Oito meses. Não parece mas já passaram 8 meses desde que deixei Portugal. Num sentimento de "tão perto mas tão longe", parece que foi ontem que aqui cheguei mas, por outro lado sinto que já não seria capaz de trabalhar em Portugal. De facto, as condições aqui são de tal forma diferentes que já não me vejo a trabalhar em Lisboa. Na verdade, este sentimento abalroou-me quando vi um documentário na RTPi acerca da vida dos tripulantes de ambulâncias em Lisboa. A visão dos Serviços de Urgências da capital, dos quais ainda me lembro muito bem, colocou-me duas questões: Como é possível? Como foi possível? Como é possível que se trabalhe naquelas condições e, a questão que mais me impressionou, como fui eu capaz de trabalhar, sem qualidade e sem segurança, em tais organizações. Na verdade, oito meses são mais que suficientes para alguém se habituar ao conforto e à segurança. Porque, em boa verdade, trabalhar aqui à acima de tudo, confortável. Não é que seja perfeito, longe disso. Há problemas como em todo lado, há intrigas e favorecimentos, injustiças e também há erros. Mas é confortável porque só temos um trabalho, folgamos o tempo a que temos direito e, acima de tudo, o ordenado é adequado e permite uma vida sem sobressaltos. E este conforto tem este efeito bizarro em mim: o tempo que passou ainda não é suficiente para me esquecer de onde vim mas, ao mesmo tempo, essa realidade está tão esbatida que, por vezes, tem a intensidade de algo que apenas sonhei, que não vivi realmente.

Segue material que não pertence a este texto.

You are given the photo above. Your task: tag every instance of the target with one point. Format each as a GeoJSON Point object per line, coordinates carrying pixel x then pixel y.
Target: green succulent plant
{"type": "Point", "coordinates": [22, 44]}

De tudo o que aqui encontrei o que mais me agrada é a mistura de culturas e de nacionalidades. Diariamente trabalho com suíços e franceses, espanhóis, italianos, portugueses, romenos, gregos, iranianos, iraquianos, indianos, russos e ucranianos, polacos, alemães, canadianos, ingleses, norte-americanos. E isso é fantástico! Ainda para mais quando toda a gente se trata por "tu". De facto, o "tutoyer" está institucionalizado mas desenganem-se se pensam que é o equivalente do "tu-cá-tu-lá" que bem conhecemos. O "tu-cá-tu-lá" tuga está carregado de uma conotação de promiscuidade na relação profissional, numa espécie de "faço o que quero porque sou tu-cá-tu-lá com o chefe" enquanto que este "tutoyer" é estabelecido logo no início da relação profissional, pelo que deixa automaticamente de ser um abuso tratar o chefe por tu. Como sempre nos dirigimos a ele nesses termos, o tratamento por tu é automaticamente desmistificado e deixa de ser uma questão. A mesma coisa com os médicos. Tratamo-los por tu, de mesma maneira que eles nos tratam por tu. Chamamo-los pelo nome próprio e o "Doutor" que normalmente precede o seu nome não existe. Isso facilita, e muito, a relação e favorece a confiança e o bom ambiente de trabalho.
Uma das coisas que estranhei no início desta experiência foi o facto de TODOS os médicos que trabalham no serviço terem um telemóvel de serviço e a lista desses telefones estar afixada por todos os cantos do hospital. Mais estranho ainda para mim, foi o facto de ser perfeitamente normal os meus colegas agarrarem no telefone e ligarem ao médico para colocar uma questão ou dar uma informação. Em Portugal isso não se passa assim. Em primeiro lugar há médicos que são extremamente desagradáveis quando incomodados e depois há aqueles que nunca estão disponíveis. Além disso, normalmente dão-nos um número de um escritório onde, invarialvelmente, não está ninguém. Aqui, se quero falar com o Dr. Avec procuro o seu nome na lista e ligo-lhe. E, surpreendentemente, ele atende! E é assim não só com os nossos médicos mas também com os especialistas que convocamos como o neurologista, ortopedista, cardiologista, etc, etc, etc.
Balanço da decisão de vir para cá: faria tudo de novo!